I pointed at the tube in his hands. “I want you to squeeze all the toothpaste out of that tube into the sink here.”
Without questioning, and curious to see the trick, he did as I said. He squeezed the toothpaste out into a little white pile in the sink. “Okay. Done.” He said and looked at me as if to say “What Next?”
“Are you sure it’s all out?” I said, “Really squeeze that tube. Flatten it completely and roll it up and make sure you squeeze every last bit of toothpaste out.”
He set to it again. This time he was very diligent. He squeezed and pressed his thumbs down on the sink and rolled it up tight as it would go. Finally, after inspecting closely, he looked up and said, “Okay – that’s it for sure now. Nothing left.“ “You’re sure? Totally empty?” “Yep – totally!”

“Okay then. Here’s what you do next…..” I whispered to him conspiratorily. He looked at me eagerly, waiting for the next step in the 'trick'
So I pointed at the toothpaste, “Now I want you to put the toothpaste BACK in the tube.”

He looked puzzled. As if he didn’t understand me. Then he looked at the flattened little tube, and looked at me again. “Go on” I said. “You got it out, now put it back in…” He tried scooping it back in the open end but of course he couldn’t do it, so he stopped and looked up and said, “It’s impossible. You can’t put it back the way it was.”

“Exactly, Mike.” I said. “That is the lesson. Sometimes we do things that cannot be undone. Sometimes we say things we cannot un-say. Like what you said outside a few minutes ago. That’s why it always pays to think before you act.
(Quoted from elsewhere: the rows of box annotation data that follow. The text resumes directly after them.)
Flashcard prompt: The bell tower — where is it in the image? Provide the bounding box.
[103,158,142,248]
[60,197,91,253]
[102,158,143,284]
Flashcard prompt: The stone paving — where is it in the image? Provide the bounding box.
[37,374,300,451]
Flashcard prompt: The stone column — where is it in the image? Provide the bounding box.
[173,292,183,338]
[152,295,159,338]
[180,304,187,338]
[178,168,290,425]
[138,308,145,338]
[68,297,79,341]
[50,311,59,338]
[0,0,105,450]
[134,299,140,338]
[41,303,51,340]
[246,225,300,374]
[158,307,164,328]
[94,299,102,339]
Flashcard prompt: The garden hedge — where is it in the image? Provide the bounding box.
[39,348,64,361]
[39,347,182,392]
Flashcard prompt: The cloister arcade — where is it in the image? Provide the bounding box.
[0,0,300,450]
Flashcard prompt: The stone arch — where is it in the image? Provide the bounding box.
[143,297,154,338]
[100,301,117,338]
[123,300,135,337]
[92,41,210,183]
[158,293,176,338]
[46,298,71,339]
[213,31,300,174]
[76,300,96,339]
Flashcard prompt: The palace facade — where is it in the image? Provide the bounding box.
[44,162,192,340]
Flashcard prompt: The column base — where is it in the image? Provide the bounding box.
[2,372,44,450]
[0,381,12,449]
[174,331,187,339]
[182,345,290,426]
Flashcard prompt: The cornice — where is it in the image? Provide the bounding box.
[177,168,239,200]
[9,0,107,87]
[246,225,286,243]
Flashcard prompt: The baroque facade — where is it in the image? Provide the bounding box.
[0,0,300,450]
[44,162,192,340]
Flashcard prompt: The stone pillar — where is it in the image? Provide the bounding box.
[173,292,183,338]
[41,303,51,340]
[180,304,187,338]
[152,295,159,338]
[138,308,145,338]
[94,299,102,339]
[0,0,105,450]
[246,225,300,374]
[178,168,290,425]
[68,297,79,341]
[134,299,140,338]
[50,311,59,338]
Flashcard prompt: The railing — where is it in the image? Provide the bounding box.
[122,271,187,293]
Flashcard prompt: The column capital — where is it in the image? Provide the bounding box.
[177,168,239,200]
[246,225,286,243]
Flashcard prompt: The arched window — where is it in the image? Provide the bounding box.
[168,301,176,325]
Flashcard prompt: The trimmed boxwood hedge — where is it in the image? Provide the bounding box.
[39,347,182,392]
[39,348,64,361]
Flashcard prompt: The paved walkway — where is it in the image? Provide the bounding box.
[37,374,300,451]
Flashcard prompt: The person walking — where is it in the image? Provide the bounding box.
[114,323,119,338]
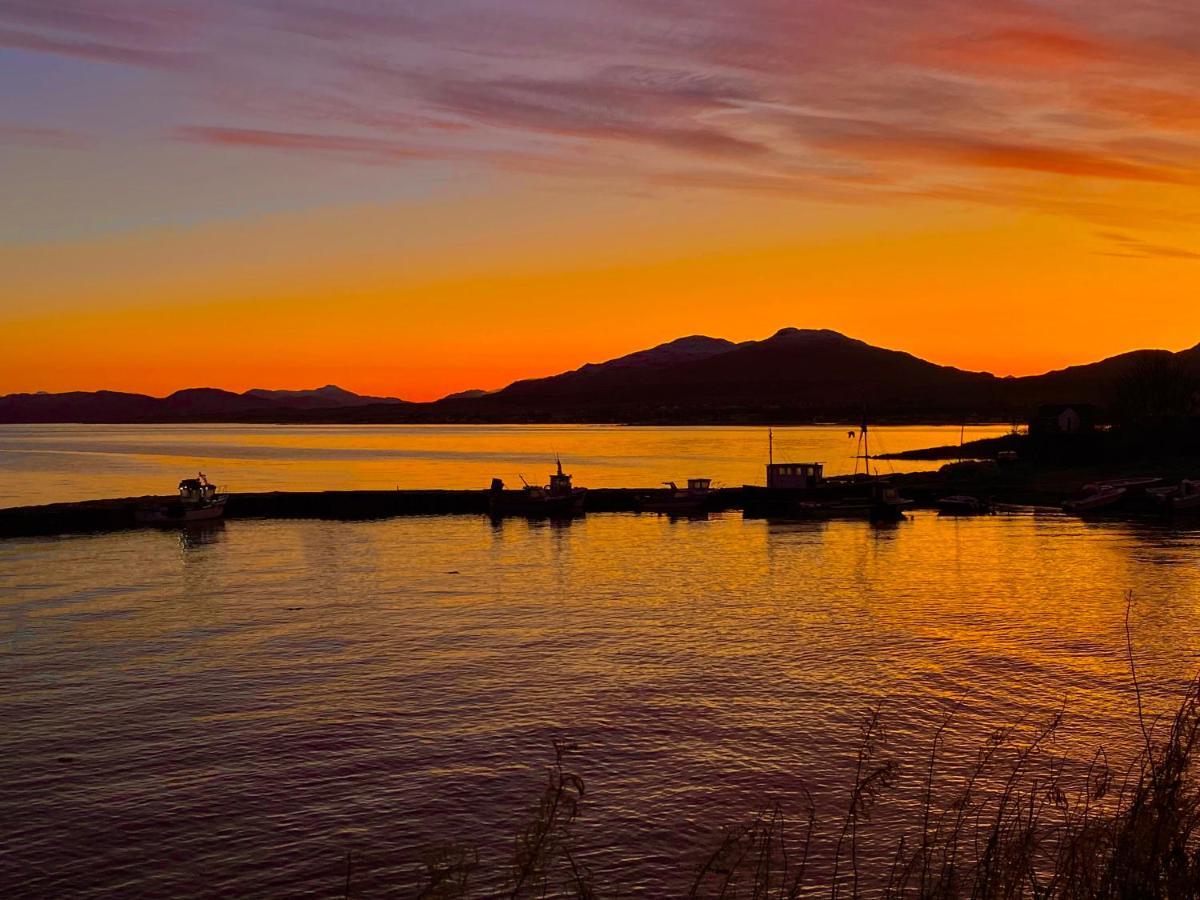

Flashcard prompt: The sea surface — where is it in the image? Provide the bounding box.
[0,425,1009,508]
[0,428,1200,898]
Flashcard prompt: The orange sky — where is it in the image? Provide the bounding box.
[0,0,1200,400]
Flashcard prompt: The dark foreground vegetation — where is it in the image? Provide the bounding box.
[403,602,1200,900]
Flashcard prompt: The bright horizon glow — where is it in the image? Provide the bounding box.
[0,0,1200,400]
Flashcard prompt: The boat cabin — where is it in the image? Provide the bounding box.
[550,461,571,497]
[179,473,217,503]
[767,462,824,491]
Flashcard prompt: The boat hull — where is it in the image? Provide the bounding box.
[133,497,227,527]
[487,487,587,518]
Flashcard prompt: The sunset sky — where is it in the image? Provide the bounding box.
[0,0,1200,400]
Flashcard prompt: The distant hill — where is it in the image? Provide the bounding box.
[442,388,491,400]
[242,384,404,409]
[0,385,403,422]
[0,336,1200,424]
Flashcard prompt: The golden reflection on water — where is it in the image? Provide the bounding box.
[0,425,1008,508]
[0,514,1200,895]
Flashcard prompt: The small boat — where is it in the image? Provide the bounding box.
[487,460,588,518]
[1153,478,1200,516]
[133,472,229,526]
[637,478,713,516]
[1084,475,1163,493]
[1062,487,1128,515]
[937,494,992,516]
[769,482,913,523]
[1062,476,1163,515]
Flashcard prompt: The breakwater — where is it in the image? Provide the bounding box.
[0,487,742,538]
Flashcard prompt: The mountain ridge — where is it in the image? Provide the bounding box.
[0,336,1200,424]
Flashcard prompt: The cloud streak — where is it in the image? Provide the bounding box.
[0,0,1200,232]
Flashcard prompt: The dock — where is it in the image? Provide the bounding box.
[0,487,742,538]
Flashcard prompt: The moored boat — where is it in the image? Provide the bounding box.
[742,421,913,522]
[133,472,229,526]
[1153,478,1200,516]
[1062,476,1163,516]
[487,460,588,518]
[637,478,713,516]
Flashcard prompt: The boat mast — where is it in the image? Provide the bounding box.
[858,409,871,478]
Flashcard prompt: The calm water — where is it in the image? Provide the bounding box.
[7,508,1200,898]
[0,425,1007,506]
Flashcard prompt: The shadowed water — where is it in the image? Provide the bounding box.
[0,514,1200,896]
[0,425,1008,508]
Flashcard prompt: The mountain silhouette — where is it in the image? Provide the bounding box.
[0,385,403,422]
[0,336,1200,424]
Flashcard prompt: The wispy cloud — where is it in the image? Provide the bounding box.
[1097,232,1200,260]
[0,0,1200,229]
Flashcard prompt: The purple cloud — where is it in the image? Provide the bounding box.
[7,0,1200,232]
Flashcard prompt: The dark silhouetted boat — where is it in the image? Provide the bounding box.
[742,420,912,522]
[133,472,229,526]
[1062,476,1163,516]
[637,478,713,516]
[487,460,588,518]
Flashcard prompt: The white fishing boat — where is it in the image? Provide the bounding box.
[133,472,229,524]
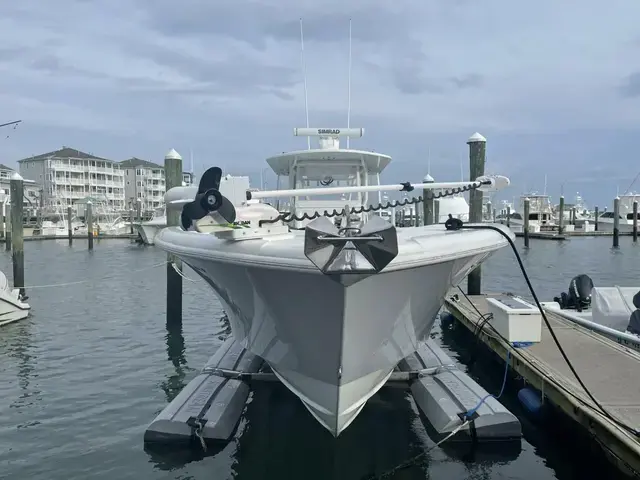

Whenever you feel you are about to say or do something you cannot undo later, remember back to this day. Remember the toothpaste lesson. Okay?” He nodded.

I hope he did remember.

3 Comments:

At 2/11/2006 5:36 PM, Blogger Ptelea said...

Interesting - I don't think I would have attempted to reason with a young child. But this technique would definitely plant an idea (visual image)in their mind. I wonder how you came up with this idea.

I think I could stand to learn this lesson a little better sometimes!

 
At 2/11/2006 6:55 PM, Blogger Val Serrie said...

Mike was perhaps 10 at the time, I think. He was certainly old enough to understand the lesson. (but apparently not quite old enough to have learned it on his own)
Not that it's relevent, but he eventually became a Porsche mechanic.

As for thinking of the idea, I just came up with a metaphor for a non-undoable thing, and then literalized it.

Thanks!

 
At 8/24/2011 10:33 AM, Anonymous Fred Collinsworth said...

The uncle must have taken the inspiration from the lesson on rumors, where the boy was made to put back all the feathers from a pillow. It was a bit of a waste of toothpaste but it did drive home the point.